Valeu Viçosa, meu eterno vício.

segunda-feira, 5 de dezembro de 2011

Como o Corinthians venceu o melhor Brasileiro da história


Quando o juiz apitou o final do clássico entre Vasco e Flamengo, no Rio de Janeiro, o Pacaembu, em São Paulo, foi tomado por uma explosão de alegria. O Corinthians já era campeão brasileiro, acontecesse o que acontecesse. O principal troféu do futebol brasileiro voltou a ser corinthiano depois de seis anos, no campeonato mais disputado de todos os tempos.

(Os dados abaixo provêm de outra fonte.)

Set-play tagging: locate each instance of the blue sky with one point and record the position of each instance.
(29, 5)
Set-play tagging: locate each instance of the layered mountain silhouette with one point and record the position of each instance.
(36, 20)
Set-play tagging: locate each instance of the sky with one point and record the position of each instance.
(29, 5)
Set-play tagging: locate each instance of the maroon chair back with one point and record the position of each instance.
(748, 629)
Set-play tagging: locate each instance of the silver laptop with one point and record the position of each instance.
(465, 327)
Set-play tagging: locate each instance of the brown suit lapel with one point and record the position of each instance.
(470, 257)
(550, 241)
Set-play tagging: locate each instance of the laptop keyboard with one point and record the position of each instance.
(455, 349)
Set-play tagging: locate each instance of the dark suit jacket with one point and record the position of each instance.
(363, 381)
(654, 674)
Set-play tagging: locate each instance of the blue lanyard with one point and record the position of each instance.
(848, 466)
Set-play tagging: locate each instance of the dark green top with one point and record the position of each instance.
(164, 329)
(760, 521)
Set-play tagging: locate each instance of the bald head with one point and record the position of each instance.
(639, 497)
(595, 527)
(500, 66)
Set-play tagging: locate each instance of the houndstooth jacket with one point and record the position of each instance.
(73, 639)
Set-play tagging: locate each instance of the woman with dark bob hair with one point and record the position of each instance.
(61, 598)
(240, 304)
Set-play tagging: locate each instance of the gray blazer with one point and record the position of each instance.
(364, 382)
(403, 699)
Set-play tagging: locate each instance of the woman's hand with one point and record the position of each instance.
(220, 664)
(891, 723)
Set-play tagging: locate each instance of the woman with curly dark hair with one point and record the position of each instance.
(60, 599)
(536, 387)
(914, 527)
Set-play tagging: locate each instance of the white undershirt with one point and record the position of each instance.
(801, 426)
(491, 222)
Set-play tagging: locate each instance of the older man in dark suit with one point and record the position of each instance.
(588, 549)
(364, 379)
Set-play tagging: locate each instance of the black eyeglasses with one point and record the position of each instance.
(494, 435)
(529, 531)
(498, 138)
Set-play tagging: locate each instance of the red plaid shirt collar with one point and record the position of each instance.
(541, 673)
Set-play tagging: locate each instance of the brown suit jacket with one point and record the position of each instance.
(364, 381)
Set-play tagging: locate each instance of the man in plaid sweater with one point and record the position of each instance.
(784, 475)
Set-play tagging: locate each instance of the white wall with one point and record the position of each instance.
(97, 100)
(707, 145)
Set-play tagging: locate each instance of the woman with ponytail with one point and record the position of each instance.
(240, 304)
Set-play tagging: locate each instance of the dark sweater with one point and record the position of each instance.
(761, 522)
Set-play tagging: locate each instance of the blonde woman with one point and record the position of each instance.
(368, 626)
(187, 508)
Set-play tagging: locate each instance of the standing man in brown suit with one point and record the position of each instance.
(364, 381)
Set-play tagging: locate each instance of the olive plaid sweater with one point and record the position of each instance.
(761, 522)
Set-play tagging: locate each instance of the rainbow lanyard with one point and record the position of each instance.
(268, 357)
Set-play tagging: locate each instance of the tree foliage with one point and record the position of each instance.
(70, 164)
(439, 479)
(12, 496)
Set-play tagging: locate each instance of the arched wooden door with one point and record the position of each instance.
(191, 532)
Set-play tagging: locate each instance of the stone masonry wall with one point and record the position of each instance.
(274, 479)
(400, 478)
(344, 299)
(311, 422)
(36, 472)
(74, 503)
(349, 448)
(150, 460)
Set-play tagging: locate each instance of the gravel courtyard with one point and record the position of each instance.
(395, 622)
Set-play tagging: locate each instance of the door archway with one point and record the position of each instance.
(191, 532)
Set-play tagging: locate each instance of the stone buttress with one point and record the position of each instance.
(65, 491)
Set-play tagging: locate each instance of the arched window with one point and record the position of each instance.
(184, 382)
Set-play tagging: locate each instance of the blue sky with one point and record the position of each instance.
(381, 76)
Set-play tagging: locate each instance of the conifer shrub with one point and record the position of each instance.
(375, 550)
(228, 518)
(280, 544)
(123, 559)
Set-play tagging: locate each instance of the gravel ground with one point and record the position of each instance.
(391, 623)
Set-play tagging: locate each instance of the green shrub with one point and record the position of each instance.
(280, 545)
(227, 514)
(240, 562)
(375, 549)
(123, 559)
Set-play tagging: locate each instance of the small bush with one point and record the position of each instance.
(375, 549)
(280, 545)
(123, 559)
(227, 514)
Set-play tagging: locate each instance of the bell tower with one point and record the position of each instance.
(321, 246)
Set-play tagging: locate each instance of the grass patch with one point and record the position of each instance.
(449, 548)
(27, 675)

O páreo entre Corinthians e Vasco foi sensacional. O time da Colina deu uma lição de profissionalismo a todos os outros ao, mesmo campeão da Copa do Brasil e garantido na Libertadores da América do próximo ano, lutar até o fim pelos títulos da Sulmericana e do Brasileirão. Ao contrário do que fizeram, por exemplo, o próprio Corinthians e o Santos nos dois últimos anos.

O Vasco tem um novo ídolo: o craque zagueiro Dedé. Diferenciado, defende, arma, faz gols. Já é um mito entre os cruzmaltinos e parte do crédito pelo excelente ano da equipe pode ser depositada na conta dele. E o time da faixa diagonal apostou em uma combinação sempre eficaz: juventude e experiência. Dois dos maiores ídolos da história estão de volta e jogando muita bola. Parabéns Juninho e Felipe, pelo físico, técnica e dedicação. E o elenco fechado para tentar dar o título ao treinador Ricardo Gomes foi demais.

O Corinthians montou um time pra ser campeão. Aliás, um não, dois. E aí é que foi feita a diferença. Em um campeonato longo, com 38 rodadas, o mais importante é ter grupo. A base é forte: Júlio César, Alessandro, Paulo André, Leandro Castán, Fábio Santos, Ralf, Paulinho, Alex, Emerson, Willian e Liédson. Mas, se precisar, vai de Danilo Fernandes, Welder, Chicão, Wallace, Ramon, Ramirez, Edenílson, Danilo, Morais, Jorge Henrique e Adriano. As peças de reposição são, em geral, de qualidade e deram conta do recado. Foi a vitória da coletividade. E a torcida, como sempre, fez o que cabe a ela: apoio irrestrito e incondicional.

Outro ponto importante foi manter o técnico Tite, que nunca esteve de bem com a torcida. Com a eliminação prematura na Libertadores, todos queriam a cabeça do comandante, mas a diretoria acertou em confiar no trabalho dele e deixar que ele montasse seu time. Em pouco tempo, o Corinthians chegou à final do Paulista, ainda com o time em formação, e viu o título ficar com o excelente Santos. O Santos que foi coadjuvante neste Brasileiro e só não passou despercebido porque o Neymar foi genial e, quando não estava convocado, estava em campo dando show Brasil afora.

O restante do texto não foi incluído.